I have been reading a lot lately about online media V print. I hate reading stuff online and I’m worried because you are my weekly fix and I am not inclined to read you online in the way I enjoy you each week as I sit down to relax each Friday night. Also, we are a small and declining Jewish community. At last count, there are I think four Jewish newspapers. Can we really, as a community, support that? I wonder if you could shed some light on all of this.

Gerard

Dear Gerard

I wondered when this was going to finally come up. Print media is considered by all demographics, including Millennials, as more trustworthy than its digital counterpart. It takes time and effort to create and publish printed content. This engenders greater feelings of trust, than do the instant and disposable nature of digital content. Moreover, print is easier to read than digital media, and you can fit more information on a page than in social media content. It is argued print is more engaging and offers an opportunity to disconnect from the frenetic world and immerse yourself in the moment, as you do on a Friday night.

Yes, it is a saturated market but as small as our community is, an even smaller proportion of it keep to strictly kosher diets. Yet we have no less than six kashrut authorities. We also have at least six different synagogue bodies, numerous schools and much else beside. So four newspapers isn’t the end of the world. (To be sure, by my count there are six).

Of course, you can argue the distinction in that one is essentially reading the same news in each paper. But, as with broadsheets in general, there is always something one paper will carry over another. For example, the excellent exclusive interviews conducted by this paper, with high profile Israelis, including the Ambassador, before Rosh Hashanah.

It also helps that some of the newspapers are free, so one can pick up several whenever doing their shopping. However, it is also very telling when you look at the news racks which store these papers outside shops etc. Next time you walk past, take a good look and see which papers people are picking up and which ones people leave behind.

Ultimately, the proof is in the pudding. One newspaper is entirely reliant on a trust fund. Another is reliant on an anonymous benefactor. The Jewish Weekly seems to be supporting itself well on advertising. Which means, people are happy to put their money where they feel it well spent.

It’s also worth pointing out, when the Jewish Weekly launched, some were supposedly hell-bent on squashing it. It is alleged that there are still some who try hard to malign it amongst potential advertisers. You only do that if you feel threatened.

Were there teething problems at the Jewish Weekly? It has only been around a short while, compared to others that have been around much longer. It can be safely assumed they endured similar problems at the outset. On the upside, when the Queen died, others didn’t report on it till the following week. The Jewish Weekly featured it as a headline that very day. And now that Liz Truss has resigned as PM, once again, other papers missed the headline, but you’re looking at it at the front page of this paper today!

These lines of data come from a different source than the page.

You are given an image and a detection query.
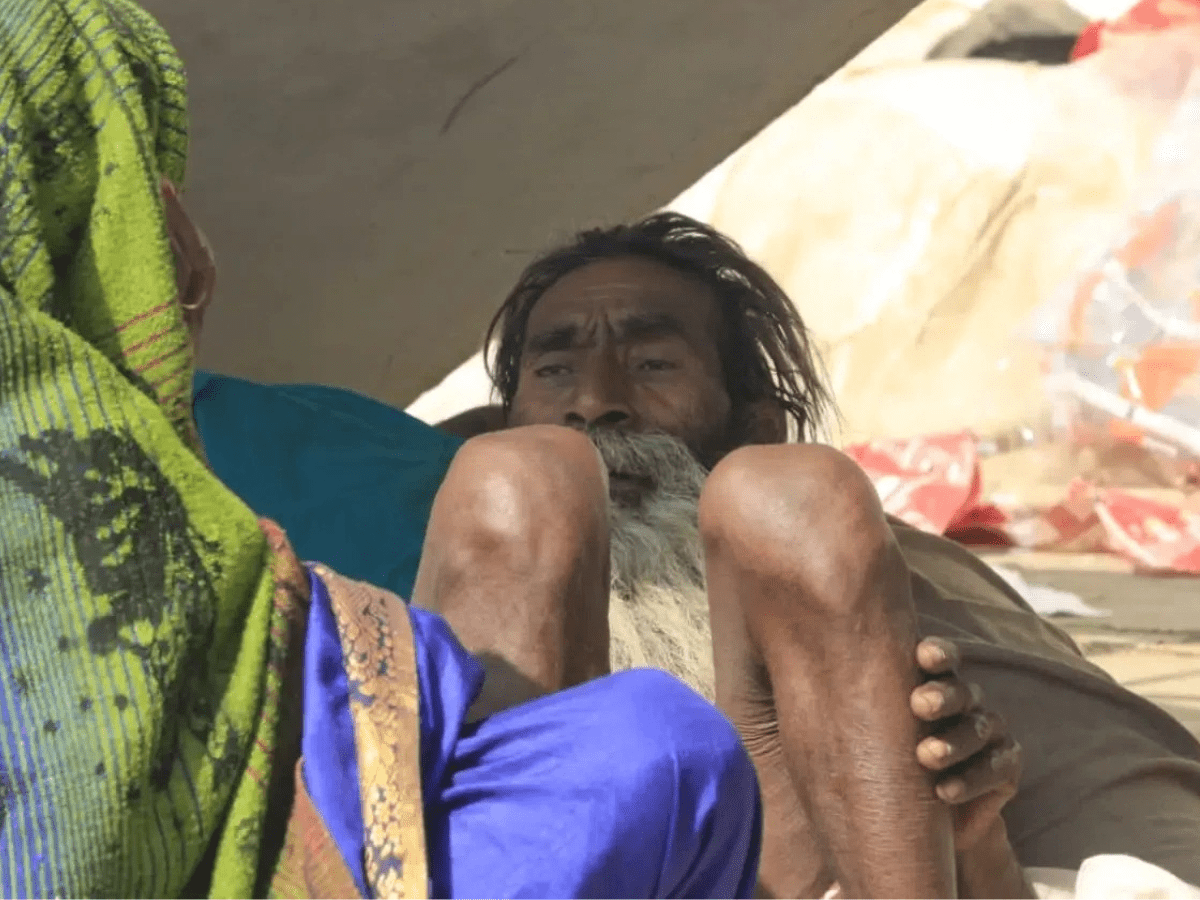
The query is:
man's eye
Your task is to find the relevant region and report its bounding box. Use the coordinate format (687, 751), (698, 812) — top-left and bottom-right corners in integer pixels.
(637, 359), (677, 372)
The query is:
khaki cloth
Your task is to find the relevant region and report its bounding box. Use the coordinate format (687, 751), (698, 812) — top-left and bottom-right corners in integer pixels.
(893, 521), (1200, 884)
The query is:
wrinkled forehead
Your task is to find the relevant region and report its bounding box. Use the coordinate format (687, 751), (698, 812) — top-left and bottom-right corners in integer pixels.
(523, 257), (721, 352)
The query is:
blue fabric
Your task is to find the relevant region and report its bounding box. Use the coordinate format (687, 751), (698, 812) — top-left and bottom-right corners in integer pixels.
(300, 569), (371, 898)
(193, 372), (462, 598)
(304, 573), (762, 898)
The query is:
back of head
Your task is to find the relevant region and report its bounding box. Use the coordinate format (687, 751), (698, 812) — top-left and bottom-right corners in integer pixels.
(485, 212), (832, 448)
(0, 0), (191, 439)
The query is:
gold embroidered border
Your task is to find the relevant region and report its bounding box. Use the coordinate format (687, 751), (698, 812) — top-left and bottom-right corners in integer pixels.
(316, 566), (428, 900)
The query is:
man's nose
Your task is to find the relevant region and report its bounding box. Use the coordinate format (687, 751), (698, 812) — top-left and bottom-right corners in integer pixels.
(566, 362), (634, 428)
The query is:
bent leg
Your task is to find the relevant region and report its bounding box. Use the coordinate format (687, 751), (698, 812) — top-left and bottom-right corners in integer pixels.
(413, 426), (608, 718)
(700, 445), (955, 898)
(426, 670), (761, 898)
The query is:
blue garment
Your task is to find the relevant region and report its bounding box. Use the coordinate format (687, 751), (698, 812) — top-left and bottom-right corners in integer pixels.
(302, 576), (762, 898)
(192, 372), (462, 598)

As a final point: The Jewish Chronicle has excellent journalists like the inimitable Simon Rocker, who has a better understanding of the Anglo-Jewish community than anyone else. The Jewish News has renowned journalist Alex Brummer whose pen really is mightier than the sword (and who seemed at pains the other week to apparently pave the way for that paper to replace print with online). But neither paper has me – and that’s where the Jewish Weekly will always have the edge. I’m kidding of course, but not really.

Of Queens and Rainbows

Dear Rabbi

When our dear Queen died, a single rainbow appeared over Windsor Castle and a double one over Buckingham Palace. Knowing how devoted the Queen was to her faith, is there anything we can take away Jewishly from this remarkable sign.

Geoff

Dear Geoff

There’s a lot of interesting discussion about a rainbow and the blessing recited over it. There are two beautiful Talmudic statements. One is in Chagigah (14b) which relates how, it was in the middle of the dry season in Israel when it never rains. Several of the great Sages were studying intently some deep kabbalistic ideas. Suddenly, the Heavens became covered with clouds and a rainbow appeared in them, and the ministering angels gathered together, the way people gather to see the celebrations of a bride and groom, in order to hear the kabbalistic words emanating from the scholars.

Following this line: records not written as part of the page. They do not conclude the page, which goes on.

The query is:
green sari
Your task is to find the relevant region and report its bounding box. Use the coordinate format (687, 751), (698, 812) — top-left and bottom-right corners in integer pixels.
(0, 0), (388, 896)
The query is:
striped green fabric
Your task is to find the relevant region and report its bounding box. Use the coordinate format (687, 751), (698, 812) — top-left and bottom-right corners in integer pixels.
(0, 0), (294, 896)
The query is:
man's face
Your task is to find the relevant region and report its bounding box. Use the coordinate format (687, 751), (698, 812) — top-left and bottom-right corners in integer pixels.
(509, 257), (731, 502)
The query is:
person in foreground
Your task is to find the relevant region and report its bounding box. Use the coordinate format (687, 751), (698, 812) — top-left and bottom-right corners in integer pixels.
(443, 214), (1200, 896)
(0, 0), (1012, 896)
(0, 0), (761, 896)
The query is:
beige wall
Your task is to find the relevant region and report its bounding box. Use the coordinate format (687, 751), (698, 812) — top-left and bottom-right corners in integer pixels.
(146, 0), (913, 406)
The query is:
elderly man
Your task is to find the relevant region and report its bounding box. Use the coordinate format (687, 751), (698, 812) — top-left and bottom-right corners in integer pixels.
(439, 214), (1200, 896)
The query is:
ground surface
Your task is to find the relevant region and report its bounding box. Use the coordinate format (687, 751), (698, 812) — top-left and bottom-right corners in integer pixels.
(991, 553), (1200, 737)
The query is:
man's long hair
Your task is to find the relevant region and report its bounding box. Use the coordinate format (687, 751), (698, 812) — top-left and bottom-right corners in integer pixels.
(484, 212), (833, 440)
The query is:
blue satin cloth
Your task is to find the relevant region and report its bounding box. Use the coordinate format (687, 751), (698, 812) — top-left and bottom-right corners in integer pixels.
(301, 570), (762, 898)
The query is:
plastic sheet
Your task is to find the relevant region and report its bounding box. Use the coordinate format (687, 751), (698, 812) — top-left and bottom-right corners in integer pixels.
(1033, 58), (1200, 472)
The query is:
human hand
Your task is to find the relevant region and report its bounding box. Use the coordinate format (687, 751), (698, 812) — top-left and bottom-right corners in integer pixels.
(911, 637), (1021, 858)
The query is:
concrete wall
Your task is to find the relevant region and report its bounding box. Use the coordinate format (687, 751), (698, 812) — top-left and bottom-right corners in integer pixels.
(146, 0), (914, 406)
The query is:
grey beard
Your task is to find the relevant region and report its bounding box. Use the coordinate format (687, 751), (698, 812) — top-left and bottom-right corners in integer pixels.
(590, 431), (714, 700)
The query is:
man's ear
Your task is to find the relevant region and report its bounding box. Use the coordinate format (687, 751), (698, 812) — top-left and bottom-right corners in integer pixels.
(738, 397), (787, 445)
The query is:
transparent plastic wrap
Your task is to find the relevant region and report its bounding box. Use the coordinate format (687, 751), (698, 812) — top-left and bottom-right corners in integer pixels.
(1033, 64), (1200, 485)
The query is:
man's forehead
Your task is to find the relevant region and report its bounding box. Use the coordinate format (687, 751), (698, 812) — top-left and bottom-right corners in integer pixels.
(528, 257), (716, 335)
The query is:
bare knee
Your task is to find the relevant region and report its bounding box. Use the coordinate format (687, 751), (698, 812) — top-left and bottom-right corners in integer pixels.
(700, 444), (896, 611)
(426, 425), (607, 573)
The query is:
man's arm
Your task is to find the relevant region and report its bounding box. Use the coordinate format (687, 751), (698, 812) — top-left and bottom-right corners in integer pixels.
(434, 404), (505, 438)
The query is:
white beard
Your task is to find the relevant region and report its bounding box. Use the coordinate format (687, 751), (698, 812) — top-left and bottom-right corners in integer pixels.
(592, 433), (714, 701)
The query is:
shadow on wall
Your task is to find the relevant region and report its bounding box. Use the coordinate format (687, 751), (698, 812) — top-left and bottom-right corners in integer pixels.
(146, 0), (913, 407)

Similarly, we have the following passage of the Talmud in Brochot (59a): “Rabbi Yehoshua ben Levi said, ‘one who sees a rainbow in a cloud should fall on his face, as the verse states, ‘One who sees the rainbow appears in the cloud on a rainy day, so appeared the brilliant surrounding light; this is the image of the Honour of G-d.’”

You can draw your own parallels between these statements and the uniqueness of the Queen, what she brought to society, how she impacted our country and the enormity of the loss endured.